Océan indien

Crime organisé – Trafic juteux de batteries usagées

Des conteneurs de batteries avaient été envoyés à Madagascar en décembre 2012, juillet 2013 ou encore en février 2014.

Vieille déjà de plus de quatre ans, le dossier du juteux trafic de batteries usagées a bien failli être renvoyé.

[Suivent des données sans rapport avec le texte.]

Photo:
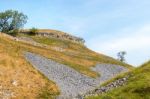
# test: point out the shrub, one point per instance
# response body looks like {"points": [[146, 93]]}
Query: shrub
{"points": [[33, 31]]}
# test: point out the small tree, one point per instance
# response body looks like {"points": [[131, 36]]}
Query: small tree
{"points": [[121, 56], [11, 20]]}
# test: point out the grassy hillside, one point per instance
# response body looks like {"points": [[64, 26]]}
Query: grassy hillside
{"points": [[21, 79], [17, 77], [75, 55], [137, 87]]}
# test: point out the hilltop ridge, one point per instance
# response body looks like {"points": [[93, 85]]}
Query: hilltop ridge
{"points": [[55, 34]]}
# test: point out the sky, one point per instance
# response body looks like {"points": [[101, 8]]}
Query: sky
{"points": [[108, 26]]}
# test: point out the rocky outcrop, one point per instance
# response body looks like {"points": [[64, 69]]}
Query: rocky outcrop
{"points": [[108, 87], [57, 35], [72, 83]]}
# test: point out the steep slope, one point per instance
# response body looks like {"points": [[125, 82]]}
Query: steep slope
{"points": [[75, 55], [137, 86], [18, 77]]}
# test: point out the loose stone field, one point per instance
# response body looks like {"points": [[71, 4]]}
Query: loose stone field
{"points": [[70, 82]]}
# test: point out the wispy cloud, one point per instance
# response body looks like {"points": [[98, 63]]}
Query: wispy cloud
{"points": [[135, 42]]}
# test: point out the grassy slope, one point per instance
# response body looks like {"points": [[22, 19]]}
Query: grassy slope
{"points": [[31, 83], [137, 87], [75, 55], [13, 67]]}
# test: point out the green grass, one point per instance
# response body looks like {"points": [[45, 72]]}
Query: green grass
{"points": [[75, 55], [137, 87]]}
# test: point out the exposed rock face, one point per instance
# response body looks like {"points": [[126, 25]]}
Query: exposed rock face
{"points": [[108, 87], [72, 83], [56, 34]]}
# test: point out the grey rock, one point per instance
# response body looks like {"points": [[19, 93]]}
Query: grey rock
{"points": [[70, 82]]}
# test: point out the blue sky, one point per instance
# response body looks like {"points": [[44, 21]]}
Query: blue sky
{"points": [[108, 26]]}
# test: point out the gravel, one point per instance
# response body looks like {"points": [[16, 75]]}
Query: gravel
{"points": [[70, 82]]}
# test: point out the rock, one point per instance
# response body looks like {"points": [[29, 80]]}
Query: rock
{"points": [[15, 83], [70, 81]]}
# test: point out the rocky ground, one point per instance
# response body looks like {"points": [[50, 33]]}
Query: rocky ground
{"points": [[70, 82]]}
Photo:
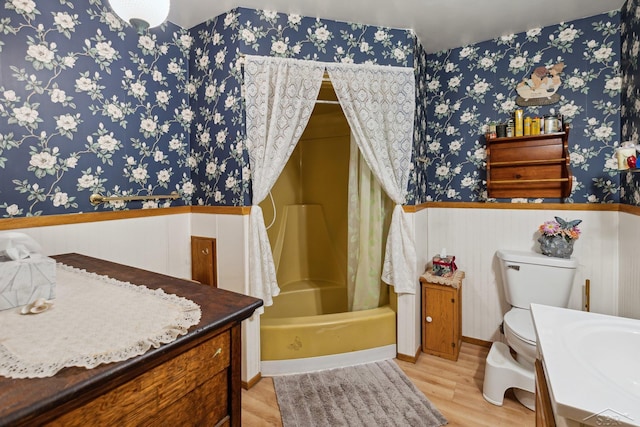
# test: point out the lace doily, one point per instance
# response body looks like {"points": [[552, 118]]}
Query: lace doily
{"points": [[94, 319], [455, 280]]}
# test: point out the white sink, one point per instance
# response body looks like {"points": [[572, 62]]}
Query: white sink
{"points": [[592, 362], [610, 351]]}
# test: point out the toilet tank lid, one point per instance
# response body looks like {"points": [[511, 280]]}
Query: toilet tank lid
{"points": [[536, 258]]}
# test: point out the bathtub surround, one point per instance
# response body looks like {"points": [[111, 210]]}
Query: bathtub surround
{"points": [[378, 104], [362, 395], [280, 95]]}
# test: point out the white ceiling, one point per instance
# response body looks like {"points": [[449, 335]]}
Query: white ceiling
{"points": [[439, 24]]}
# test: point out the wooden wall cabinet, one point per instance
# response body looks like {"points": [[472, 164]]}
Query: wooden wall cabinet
{"points": [[441, 320], [203, 260], [529, 166]]}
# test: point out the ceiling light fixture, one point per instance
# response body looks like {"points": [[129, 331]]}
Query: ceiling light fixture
{"points": [[141, 14]]}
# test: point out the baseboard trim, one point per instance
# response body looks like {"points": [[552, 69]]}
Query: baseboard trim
{"points": [[476, 341], [407, 358], [253, 381]]}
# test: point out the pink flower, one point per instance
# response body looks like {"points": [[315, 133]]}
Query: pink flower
{"points": [[550, 228]]}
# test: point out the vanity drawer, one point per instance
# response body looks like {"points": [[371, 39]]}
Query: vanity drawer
{"points": [[195, 382]]}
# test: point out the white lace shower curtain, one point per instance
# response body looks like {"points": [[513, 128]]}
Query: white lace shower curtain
{"points": [[379, 104], [367, 214], [280, 96]]}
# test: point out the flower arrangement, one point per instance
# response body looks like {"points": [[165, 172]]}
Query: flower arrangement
{"points": [[567, 229]]}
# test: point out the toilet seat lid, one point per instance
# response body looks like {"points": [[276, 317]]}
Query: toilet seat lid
{"points": [[520, 322]]}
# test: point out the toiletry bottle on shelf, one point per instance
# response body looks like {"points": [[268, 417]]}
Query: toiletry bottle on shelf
{"points": [[518, 119], [527, 126]]}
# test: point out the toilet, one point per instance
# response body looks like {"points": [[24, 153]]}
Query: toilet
{"points": [[527, 278]]}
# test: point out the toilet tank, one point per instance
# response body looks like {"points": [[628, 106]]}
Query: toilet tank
{"points": [[530, 277]]}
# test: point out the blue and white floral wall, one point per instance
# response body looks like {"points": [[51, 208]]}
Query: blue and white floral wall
{"points": [[470, 86], [630, 113], [218, 159], [89, 106]]}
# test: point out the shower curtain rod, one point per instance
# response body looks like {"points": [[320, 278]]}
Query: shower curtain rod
{"points": [[324, 79]]}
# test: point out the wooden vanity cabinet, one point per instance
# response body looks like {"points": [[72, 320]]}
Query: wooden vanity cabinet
{"points": [[533, 166], [441, 320], [192, 381], [544, 411]]}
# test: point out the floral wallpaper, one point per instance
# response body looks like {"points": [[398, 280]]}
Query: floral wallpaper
{"points": [[219, 159], [87, 105], [470, 86], [630, 112]]}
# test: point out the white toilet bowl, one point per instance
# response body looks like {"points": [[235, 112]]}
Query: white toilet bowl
{"points": [[527, 278], [502, 371], [520, 335]]}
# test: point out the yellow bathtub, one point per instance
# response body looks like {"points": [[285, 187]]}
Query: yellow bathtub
{"points": [[309, 319]]}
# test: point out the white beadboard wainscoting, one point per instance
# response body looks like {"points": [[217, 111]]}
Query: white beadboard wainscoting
{"points": [[607, 253], [629, 266], [155, 243], [474, 235], [163, 244]]}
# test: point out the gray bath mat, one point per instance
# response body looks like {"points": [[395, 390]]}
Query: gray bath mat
{"points": [[373, 394]]}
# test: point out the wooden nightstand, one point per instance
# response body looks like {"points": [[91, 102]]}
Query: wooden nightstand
{"points": [[442, 314]]}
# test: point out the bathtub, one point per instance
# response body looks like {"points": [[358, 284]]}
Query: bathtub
{"points": [[308, 326]]}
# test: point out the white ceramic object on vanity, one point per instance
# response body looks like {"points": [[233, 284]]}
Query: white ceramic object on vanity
{"points": [[592, 365]]}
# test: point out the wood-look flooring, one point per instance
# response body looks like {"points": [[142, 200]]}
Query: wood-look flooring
{"points": [[455, 388]]}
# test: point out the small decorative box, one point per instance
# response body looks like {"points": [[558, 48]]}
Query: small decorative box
{"points": [[444, 266], [25, 280]]}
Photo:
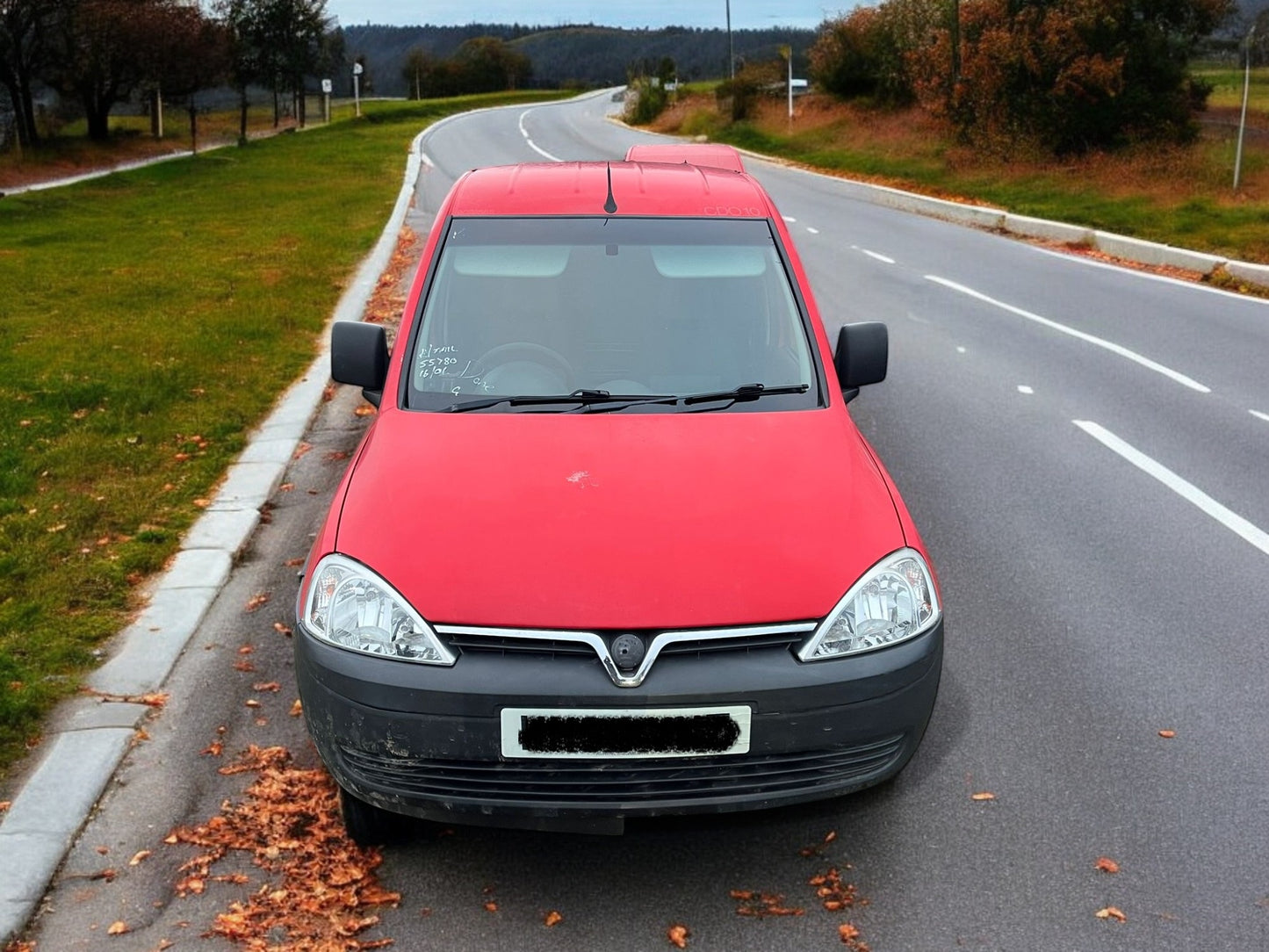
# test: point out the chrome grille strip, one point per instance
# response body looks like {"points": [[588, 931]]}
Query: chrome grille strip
{"points": [[658, 644]]}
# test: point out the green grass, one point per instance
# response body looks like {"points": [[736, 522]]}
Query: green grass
{"points": [[150, 319], [1228, 84], [1177, 197]]}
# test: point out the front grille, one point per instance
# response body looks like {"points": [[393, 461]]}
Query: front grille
{"points": [[524, 646], [588, 783], [499, 644]]}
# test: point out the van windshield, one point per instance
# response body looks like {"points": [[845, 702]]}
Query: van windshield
{"points": [[539, 307]]}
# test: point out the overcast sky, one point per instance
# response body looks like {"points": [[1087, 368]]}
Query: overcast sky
{"points": [[745, 14]]}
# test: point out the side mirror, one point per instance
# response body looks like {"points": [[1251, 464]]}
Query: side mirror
{"points": [[861, 357], [359, 356]]}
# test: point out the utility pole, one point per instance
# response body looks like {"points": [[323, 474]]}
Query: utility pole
{"points": [[1243, 122], [732, 52]]}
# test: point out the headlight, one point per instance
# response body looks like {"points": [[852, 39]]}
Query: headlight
{"points": [[351, 607], [892, 602]]}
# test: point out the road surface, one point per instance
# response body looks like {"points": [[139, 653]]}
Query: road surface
{"points": [[1086, 453]]}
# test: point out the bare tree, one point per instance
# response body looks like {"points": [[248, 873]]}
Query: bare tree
{"points": [[25, 54]]}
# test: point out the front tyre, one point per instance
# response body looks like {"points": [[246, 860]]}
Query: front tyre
{"points": [[368, 826]]}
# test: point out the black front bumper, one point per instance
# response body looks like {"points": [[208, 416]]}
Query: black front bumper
{"points": [[427, 741]]}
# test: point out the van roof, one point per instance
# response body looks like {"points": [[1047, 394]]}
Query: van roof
{"points": [[635, 188]]}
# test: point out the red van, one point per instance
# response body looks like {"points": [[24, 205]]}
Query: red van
{"points": [[612, 546]]}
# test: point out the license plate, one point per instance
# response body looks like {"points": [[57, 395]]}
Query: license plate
{"points": [[624, 732]]}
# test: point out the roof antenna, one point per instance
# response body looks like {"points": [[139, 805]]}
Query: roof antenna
{"points": [[610, 205]]}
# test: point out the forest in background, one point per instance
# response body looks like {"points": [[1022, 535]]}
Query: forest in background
{"points": [[582, 56]]}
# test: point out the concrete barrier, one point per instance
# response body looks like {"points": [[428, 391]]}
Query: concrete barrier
{"points": [[1150, 253]]}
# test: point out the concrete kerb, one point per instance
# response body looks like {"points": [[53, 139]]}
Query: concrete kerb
{"points": [[94, 734]]}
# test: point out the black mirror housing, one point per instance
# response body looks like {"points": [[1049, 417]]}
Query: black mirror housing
{"points": [[359, 356], [861, 357]]}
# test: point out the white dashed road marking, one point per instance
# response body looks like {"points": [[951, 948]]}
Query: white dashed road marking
{"points": [[1188, 492]]}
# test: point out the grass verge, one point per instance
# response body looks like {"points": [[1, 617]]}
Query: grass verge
{"points": [[150, 320], [1178, 196]]}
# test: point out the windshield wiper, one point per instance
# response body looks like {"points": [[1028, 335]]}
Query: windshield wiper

Les avocats de la défense sont en train d’émettre des réserves.

Têtes de gondoles et petites mains logées à la même enseigne. Les avocats ont fustigé le travail «gros doigt» du juge d’instruction de l’époque. Mais le président Bernard Mollié a finalement décidé de maintenir l’affaire au rôle, avant-hier matin.
L’enquête est partie d’un contrôle inopiné, en décembre 2012, des douanes et de la DEAL de conteneurs censés contenir de la ferraille et prêts à partir pour Mada­gascar. Les fonctionnaires avaient alors découvert près de mille batteries usagées cachées parmi les déchets métalliques, soit 17 tonnes de produits dangereux.
La loi exige un traitement spécifique pour l’exportation des vieilles batteries automobiles. Une procédure extrêmement lourde qui interdit par ailleurs leur transfert dans des pays non membres de l’OCDE, ce qui exclut donc la Grande île.
Une exigence nécessaire pour «ne pas polluer le sol réunionnais», comme l’a rappelé la substitut du procureur Emmanuelle Carniello, mais aussi «pour ne pas tuer des enfants forcés de manipuler dangereusement les batteries pour en extraire les métaux lourds» dans certains pays.
Cela n’a pas arrêté «Hermann» Andriantsi­hoarana et Jiaha Bachirou, les deux transitaires franco-malgaches mis en cause dans ce vaste trafic susceptible de leur avoir rapporté gros en deux ans, au vu de leur compte bancaire bien garni.
Défendu par Me Marius Rakotonirina, le premier micro-entrepreneur avait 70 000 euros non déclarés à la banque. Pour Bachirou, c’est plus compliqué. L’homme qui bénéficie du RSA, tout comme son présumé complice, avait près de 300 000 euros sur son compte en 2012, dont 260 000 déposés en espèces.

Listing
Il ne me restait plus grand chose après avoir payé mes factures, se défend le Tamponnais qui confond chiffres d’affaires et bénéfices. On ne retrouve en fait pas beaucoup de factures chez lui. «Comme par hasard, les deux transitaires n’ont pas vraiment de comptabilité mais beaucoup de liquides !», ironise Emmanuelle Carniello qui a requis à leur encontre des peines de deux ans et
18 mois de prison ferme.
Son conseil, Me Ben Ali Ahmed, regrette que les véritables instigateurs «pourtant connus» n’aient pas été inquiétés. «Je ne pouvais pas contrôler les conteneurs déjà remplis qu’on me confiait, rajoute Jiaha Bachirou. Seule la douane a les moyens de le faire. Sauf qu’ils ne le font pas systématiquement», ose-t-il. Il explique qu’il se contentait de demander le listing du contenu et de prévenir ses clients tentés de faire passer des produits illicites en misouk.
Sauf qu’il sera vite été contredit par l’une des «petites mains» chargées de collecter les batteries usagées. Celui-ci explique comment il était revenu deux heures plus tard présenter une liste «remaniée» après qu’on lui explique que les batteries usagées ne pouvait pas y figurer… «C’est pas avec ses petits bras que mon client aurait pu décharger mille batteries en deux heures d’un conteneur…», soufflera avec malice Me Vincent Hoarau.
La même «petite main» explique que les batteries «ramassées un peu partout» -ou plutôt au fond des bornes de recyclage et auprès de garagistes peu scrupuleux- étaient réceptionnées par des proches à Madagacar pour être revendues à des Karana à 40 centimes la tonne. Les transitaires et instigateurs du trafic étaient les vrais bénéficiaires puisque selon la douane, l’exportation d’un conteneur de batteries permettait de faire un bénéfice de 10 000 euros.
Présenté pendant l’enquête comme l’organisateur du trafic, le «trader» mauricien Ashok Nunkomar, qui vit à Madagascar, n’a finalement pas été longtemps au centre des débats.